On peut bien, en effet, parler d’identité entre les deux termes d’une proposition ou les diverses propositions d’un raisonnement lorsqu’avec Platon et Aristote on admet que la proposition ou le raisonnement porte sur des idées, sur des genres ou des espèces entre lesquels on peut concevoir des rapports de contenance, ou de convenance, ou d’inhérence, ou, pour employer un terme plus ancien, une participation. Ce n’est pas que cette conception même ne présente des difficultés, ainsi que l’atteste le long débat soulevé par la théorie platonicienne de la participation. Ce n’est pas sans peine que cette conception s’est imposée ; mais, quoi qu’il en soit, elle a prévalu, et il est admis à titre de postulat, si l’on veut, qu’une même chose, l’idée, peut être à la fois en elle-même et hors d’elle-même, une et multiple. Mais quand on abandonne à tort ou à raison ce point de vue, quand on s’interdit de propos délibéré de spéculer sur des idées déclarées irréalisables, il en est tout autrement. La proposition et le raisonnement stoïciens portent uniquement sur des réalités, et en cela sans doute leur Logique ressemble à celle d’Aristote ; et on voit ici la différence du point de vue antique et du point de vue moderne ; il n’y a pas dans l’antiquité de Logique formelle au sens que les modernes donnent à ce mot. Mais les stoïciens se séparent tout aussitôt d’Aristote en déclarant que les réalités dont il s’agit sont des êtres individuels, et il faut savoir qu’ils refusent expressément d’admettre que deux êtres, même deux grains de blé, même deux œufs ou deux cheveux, soient assez semblables entre eux pour être indiscernables. Ce n’est plus sur ce qu’il y a de commun entre les êtres que porte le raisonnement, mais au contraire sur la différence, sur le propre, ἰδίως ποιόν, ou encore la qualité essentiellement individuelle. Dès lors, si les stoïciens sont d’accord avec eux-mêmes, s’ils ne veulent renoncer ni à leur nominalisme ni à leur réalisme, il faut bien que leur théorie logique n’implique pas des identités partielles ou totales entre les éléments soit de jugement, soit de raisonnement.

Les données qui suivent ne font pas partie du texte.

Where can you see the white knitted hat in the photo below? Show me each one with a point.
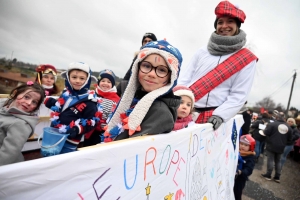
(173, 58)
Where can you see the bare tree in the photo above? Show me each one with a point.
(267, 103)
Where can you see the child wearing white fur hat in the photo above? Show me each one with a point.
(184, 112)
(77, 110)
(148, 105)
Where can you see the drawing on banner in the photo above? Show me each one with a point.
(234, 135)
(188, 166)
(169, 196)
(105, 190)
(148, 191)
(196, 185)
(227, 184)
(220, 186)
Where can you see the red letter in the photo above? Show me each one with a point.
(172, 160)
(147, 163)
(178, 169)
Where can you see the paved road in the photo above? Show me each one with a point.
(259, 188)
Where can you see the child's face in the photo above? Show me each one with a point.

En fait, les textes prouvent jusqu’à l’évidence que ce qu’affirme uniquement la proposition, c’est, non pas que deux choses d’ailleurs différentes soient identiques, mais seulement qu’elles se suivent constamment. S’il y a ressemblance ou identité, c’est uniquement dans l’ordre de succession et non pas dans les choses elles-mêmes. C’est ainsi que l’idée de loi se substitue d’elle-même à celle d’essence, et il s’agit ici, non d’une différence de détail, mais d’une différence profonde commandée par la logique même du système.

On peut s’assurer que tel est bien le point de vue des stoïciens en se rappelant leur théorie de la définition et leur théorie de la démonstration.

La théorie de la définition qu’ils substituent à celle d’Aristote est très significative. Il ne s’agit plus ici de genre prochain et de différence spécifique ; surtout il n’est plus question d’assurer ici une hiérarchie de caractères considérés les uns comme primordiaux et en quelque sorte dominateurs, les autres comme dérivés ou subordonnés. Précisément Alexandre d’Aphrodisias, fidèle à la pensée de son maître, reproche aux stoïciens d’avoir altéré sa doctrine sur ce point.

La définition, en effet, n’est plus pour eux que l’indication des caractères propres (ἰδίου ἀπόδοσις) et, comme je l’ai déjà fait remarquer, Stuart Mill a retrouvé une conception toute semblable. On a suffisamment défini un être ou une chose quand on a énuméré les caractères, si nombreux qu’ils soient, qui la distinguent de toute autre, et ces caractères unis sont donnés comme juxtaposés les uns aux autres ; le lien qui les unit est uniquement un lien de concomitance ou de succession, c’est une relation dans le temps.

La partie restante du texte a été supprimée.